Screen freezes or kernel panics after enabling permission prompting on 26.04

Ubuntu Version: Example: 26.04 LTS

Desktop Environment: GNOME

Problem Description:
Since I enabled permission prompting, I’ve been experiencing occasional freezes on my system when downloading files from either Vivaldi or Mattermost snaps. Sometimes they are a kernel panic, sometimes seemingly a graphical freeze only.

Relevant System Information:
```
$ uname -a
Linux rooster 7.0.0-15-generic #15-Ubuntu SMP PREEMPT_DYNAMIC Wed Apr 22 16:06:43 UTC 2026 x86_64 GNU/Linux
$ sudo lspci -k | grep -EA3 ‘VGA|3D|Display’
65:00.0 Display controller: Advanced Micro Devices, Inc. [AMD/ATI] Strix [Radeon 880M / 890M] (rev c4)
Subsystem: AIstone Global Limited Device 5006
Kernel driver in use: amdgpu
Kernel modules: amdgpu
$ snap info mattermost-desktop | grep tracking -A10
tracking: latest/stable
refresh-date: yesterday at 19:52 CEST
channels:
latest/stable: 6.2.0 2026-05-20 (841) 137MB -
latest/candidate: 6.2.0 2026-05-20 (841) 137MB -
latest/beta: ^
latest/edge: ^
installed: 6.2.0 (841) 137MB -
```

Screenshots or Error Messages:
I am not finding anything remarkable on dmesg after I reboot.

I’d love to help the team debug this issue but I need more information on what to try.

For now, I’ll try to abstain from downloading images from Mattermost, and switch to the Vivaldi .deb package, which seems to be working fine.

1 Like

Does it stop when you turn off permission prompting again?

1 Like

Hi @astrojuanlu , thanks for the report. There’s a known issue with kernels 6.17+ leading to a soft lockup when prompting is enabled and then snapd restarts.

https://bugs.launchpad.net/apparmor/+bug/2143937

A fix is in the works but hasn’t been released yet AFAIK.

Do you know if snapd was restarting when this occurred, such as due to a refresh? Or did the lockup occur when doing an action which triggered a prompt? If the latter, did it occur when the action was attempted or after trying to reply to the prompt?

1 Like

I’ll try this later this week.

I see. Is this also affecting 7.0? (That’s my current kernel)

Edit: I see it’s 6.17**+** :+1:

I think it’s unlikely it happened during a refresh, I experienced this 3 times this morning in various moments. It occurred right after replying to the prompt if I’m not mistaken.

Is there any way I can enable some logging that I can share the next time it happens? Maybe connect to the machine via SSH after the graphics freeze, assuming it’s not a kernel panic?

1 Like

I can confirm the issue!

Ubuntu 26.04 with COSMIC desktop and the same issue happens. My though was it might be desktop related, but from what I see not.

Desktop freezes mostly. Needs to hard reset PC.

1 Like

Today I confirmed that

  • On Mattermost, download image → Show in File Manager freezes the system, and any incoming SSH sessions are interrupted (so it’s not just a graphics freeze)
  • Disabling Permissions Prompting and then rebooting makes the issue go away
3 Likes

I can also reproduce it on a fresh x86_64 26.04 LTS: (1) enable prompting → (2) open Firefox → (3) try to save a webpage to a disk → (4) panic.

1 Like
2 Likes

Thanks; I should correct the earlier post slightly by saying that what is described in the above GitHub issue is what I can reproduce; i.e., it indeed drops to initramfs.

1 Like

This comment is interesting.

If that has a bearing on permissions prompting, it should be fixable by this stopgap workaround. You might also need the follow-up to fix-up /etc/os-release, but that seemed to be unnecessary for the Ubuntu Pro system observation issue, so may just be a placebo on top.

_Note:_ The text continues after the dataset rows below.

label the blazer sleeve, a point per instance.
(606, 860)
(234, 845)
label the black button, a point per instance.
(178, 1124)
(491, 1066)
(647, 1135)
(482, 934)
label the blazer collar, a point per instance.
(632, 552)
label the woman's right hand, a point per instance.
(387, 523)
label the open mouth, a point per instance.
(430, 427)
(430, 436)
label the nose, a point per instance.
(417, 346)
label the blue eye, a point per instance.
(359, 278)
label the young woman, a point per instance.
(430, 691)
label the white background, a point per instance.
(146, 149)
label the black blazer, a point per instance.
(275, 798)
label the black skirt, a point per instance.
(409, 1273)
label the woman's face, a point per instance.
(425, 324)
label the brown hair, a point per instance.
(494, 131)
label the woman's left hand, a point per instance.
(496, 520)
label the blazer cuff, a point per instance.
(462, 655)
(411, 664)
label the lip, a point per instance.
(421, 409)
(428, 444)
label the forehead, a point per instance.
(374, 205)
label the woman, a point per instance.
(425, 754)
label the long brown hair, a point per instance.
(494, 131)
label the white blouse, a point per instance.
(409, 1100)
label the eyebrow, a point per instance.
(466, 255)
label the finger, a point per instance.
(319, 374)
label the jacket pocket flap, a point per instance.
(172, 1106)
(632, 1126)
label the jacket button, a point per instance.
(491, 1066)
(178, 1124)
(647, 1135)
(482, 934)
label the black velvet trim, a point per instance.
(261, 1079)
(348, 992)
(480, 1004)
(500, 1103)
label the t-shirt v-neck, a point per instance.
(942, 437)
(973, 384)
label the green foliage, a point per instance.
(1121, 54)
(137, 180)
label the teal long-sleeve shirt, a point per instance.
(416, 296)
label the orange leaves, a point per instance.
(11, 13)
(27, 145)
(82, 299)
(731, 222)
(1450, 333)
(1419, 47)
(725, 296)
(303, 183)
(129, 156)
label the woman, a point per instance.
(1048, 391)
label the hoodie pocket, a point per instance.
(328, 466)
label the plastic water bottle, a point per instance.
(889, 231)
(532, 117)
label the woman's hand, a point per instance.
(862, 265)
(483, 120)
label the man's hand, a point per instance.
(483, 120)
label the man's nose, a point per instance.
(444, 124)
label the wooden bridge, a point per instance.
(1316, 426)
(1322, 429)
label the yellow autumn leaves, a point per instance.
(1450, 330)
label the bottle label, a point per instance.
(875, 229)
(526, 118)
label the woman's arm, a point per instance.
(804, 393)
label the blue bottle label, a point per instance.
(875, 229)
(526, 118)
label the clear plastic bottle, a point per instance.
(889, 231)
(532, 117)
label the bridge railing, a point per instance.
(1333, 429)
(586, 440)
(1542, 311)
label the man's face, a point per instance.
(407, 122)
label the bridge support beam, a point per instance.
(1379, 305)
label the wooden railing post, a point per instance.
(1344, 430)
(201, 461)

That comment is a month old, though, and that Ubuntu Pro issue should have been fixed by now, I reckon; can’t hurt to try, though.

1 Like

Again, both of the issues I can reproduce too: having Ubuntu Pro enabled, neither disk encryption information is shown in the Security Center nor does an icon appear in the taskbar upon enabling the live-patching option and the associated GUI option. But I suppose these might only be GUI regressions from the previous LTS version, which I also have running with rather comparable hardware (cf., e.g., the disk certainly is encrypted).